Winter 1998: Quotes from the Hall of Fame Files

5/12/16 letter from Sam Lichtenhein (President, Montreal NL) to Garry Herrmann:

"...if the Major leagues had any sense they would adopt a salary limit, just the same as they adopt the number of players, and the Minor leagues would follow suit, according to their classification, and all your clubs in your league are paying still 30% to 40% too much in salaries, and the sooner you wake up and realise it the stronger your leagues will be.

"It may be alright that two or three clubs in each league may make money, but this is not a big enough percentage to continue the game, and more players have been ruined by being overpaid than being underpaid, and in my judgement the average salary for any Major league player should not be over $400.00 per month...

"No star in the game is worth over $1000.00 per month, no matter who he is, and you will soon come to my opinion that no Major league club with 25 players should have a salary limit of over $12,000.00 per month. You as well as I know of several Major league clubs who have been in bad shape for some time, and who are not in any too good shape now, and this should not be where they have the monopoly they have, and a monopoly of this kind, where they have the exclusive rights, should mean that every club should make a profit, according to where they finish in the race."

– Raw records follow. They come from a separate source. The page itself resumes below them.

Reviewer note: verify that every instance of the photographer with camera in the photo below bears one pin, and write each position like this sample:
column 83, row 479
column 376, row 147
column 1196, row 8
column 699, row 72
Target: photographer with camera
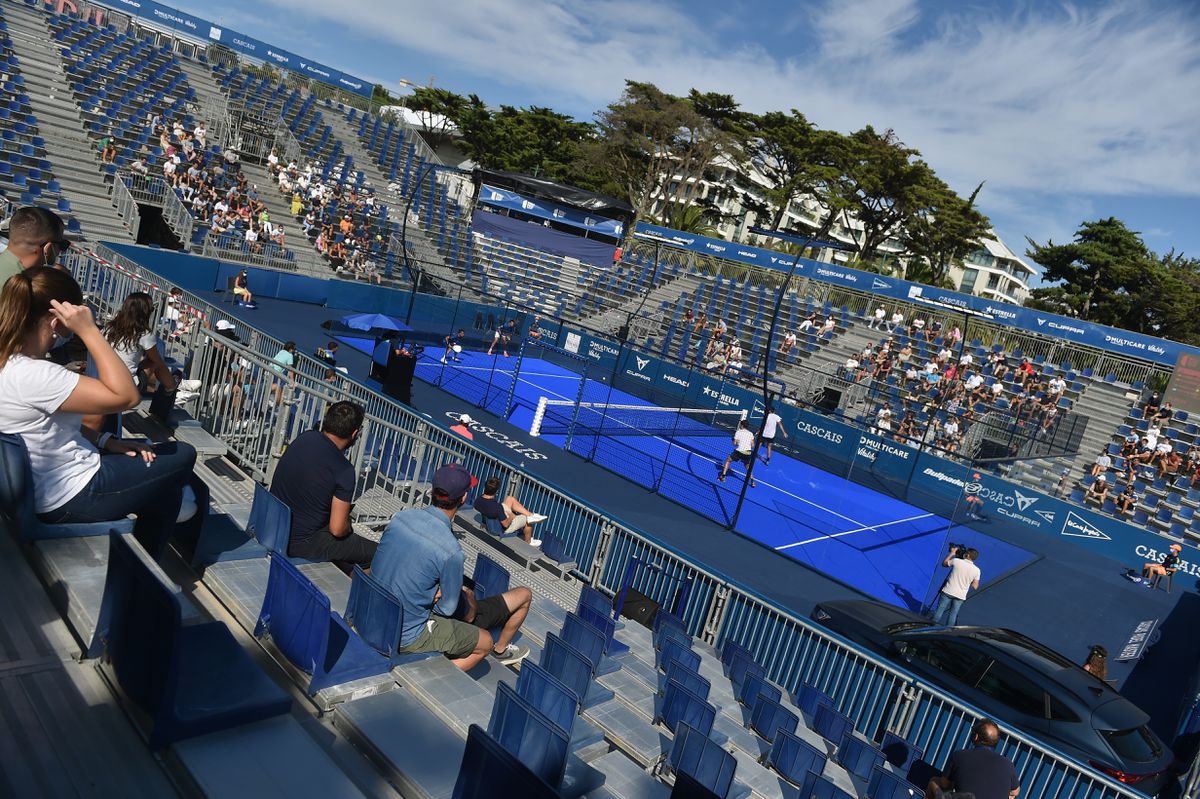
column 964, row 576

1/20/56 comments by C. Rowland [one-time White Sox manager and PCL president Clarence "Pants" Rowland], responding to player demands for higher minimum salary and a share of TV money:

"The request of the Players to increase the yearly contract from $6000 to $7200. This should be militantly refused, because it would set a base rate for the life of the new contract and would only be the stepping stone to any further increase the Players would demand upon the termination of this contract.

"The request for a further increase from the funds derived from Radio and T.V. This request should also be denied, first because it is the business of management to negotiate all business contracts with others outside of baseball and also because the Management cannot afford any increases anywhere and still stay in business; on the other hand they may have to request a cut in salaries now being paid to players."

"The Management requests that no salary (exclusive of managers) exceeding $25,000, be paid to any player for any one playing season, and that all contracts, which do not extend beyond the year 1955, be reduced to that figure. All other contracts which have a date carrying into further years and which call for a greater sum than stated above will be reduced 25% to conform to understandings arrived at in other negotiations." [At this time Ted Williams was earning $100,000, Stan Musial $80,000, and dozens of others more than the proposed $25,000 ceiling. Only a man whose ideas for player compensation were forged by watching Charles Comiskey handle the Black Sox could have proposed arbitrary, unilateral pay cuts in existing contracts.]